Le digo al Gordo que morir ahora no será tan difícil. Será como esa hipnosis de Colindeo, que no me ha sacado el tumor que ése no lo saca ni Dios, porque yo lo he construido en cada uno de sus átomos, día a día, pero que me ha sacado la angustia de inminencia. Lo que tengo es más bien una ilusión, como todas las cosas que he visto. Me doy cuenta de que nada puede ser más real que llevar la muerte acostada en el hígado. Debo ir y arreglar las cosas que están aún en desorden. El hombre me ha explicado todo eso. Me ha explicado de las cosas tristes y alegres. Me ha descubierto las razones de estar solitario en medio del patio lloviendo en la Escuela cuando los de quinto me pegaron hasta hacerme sangrar. Me descubre escondido detrás de la sacristía para no comulgar en la primera comunión. Me saca de mi primera duda acerca de si Nancy, la novia de los once años, me quiso.

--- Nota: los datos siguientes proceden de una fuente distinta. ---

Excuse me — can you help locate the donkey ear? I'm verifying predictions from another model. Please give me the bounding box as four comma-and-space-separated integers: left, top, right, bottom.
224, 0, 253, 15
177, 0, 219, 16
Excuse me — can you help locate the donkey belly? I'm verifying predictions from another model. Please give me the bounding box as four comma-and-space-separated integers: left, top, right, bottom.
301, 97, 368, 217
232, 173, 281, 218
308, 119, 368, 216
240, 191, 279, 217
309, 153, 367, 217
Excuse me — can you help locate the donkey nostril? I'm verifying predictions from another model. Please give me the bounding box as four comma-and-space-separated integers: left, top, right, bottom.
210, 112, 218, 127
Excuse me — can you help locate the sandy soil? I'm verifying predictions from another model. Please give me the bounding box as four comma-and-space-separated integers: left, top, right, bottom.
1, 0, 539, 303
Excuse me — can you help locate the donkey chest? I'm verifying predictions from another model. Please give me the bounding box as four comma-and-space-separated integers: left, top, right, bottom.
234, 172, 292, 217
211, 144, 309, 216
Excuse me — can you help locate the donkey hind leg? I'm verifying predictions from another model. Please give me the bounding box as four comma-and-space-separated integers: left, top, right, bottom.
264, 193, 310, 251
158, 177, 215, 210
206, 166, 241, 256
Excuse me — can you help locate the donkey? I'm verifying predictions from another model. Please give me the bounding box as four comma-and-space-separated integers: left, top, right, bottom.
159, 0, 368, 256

El por qué del santito de su primera comunión que me mandó con su hermano chico, el Tulio. El quizás de su rostro mojando el vidrio de la ventanilla del tren, cuando se fue para Loncoche, un día de viernes santo.

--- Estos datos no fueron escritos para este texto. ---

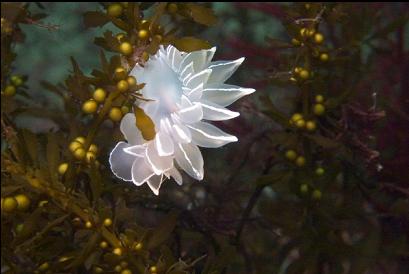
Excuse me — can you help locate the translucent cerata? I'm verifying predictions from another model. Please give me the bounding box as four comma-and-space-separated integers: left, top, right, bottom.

Me explica el hombre cómo pasar el puente, que es como pasar un puente cualquiera, de esos de palo que están tendidos allí, sobre el río San Pedro y seguirán allí por mil años. Es casi como cuando andaba de la mano de Cecilia, tibio de dedos y suelto del corazón.
Llego a casa de noche. Está la televisión encendida. La guitarra muda y familiar cuelga de un clavo en la pared. El sillón de palo pintado blanco, inmóvil, me aguarda. En otra época, Cecilia estaría sentada en el taburete de cuero color marrón y me sonreiría contenta y sin dejar de tejer el suéter de lana azul, mientras el hombre del tiempo de la televisión dice que los cielos amanecerán despejados y con sol; y Cecilia me preguntaría si tomaré mis pastillas para el dolor y yo le diría que hoy no es necesario, que tal vez mañana.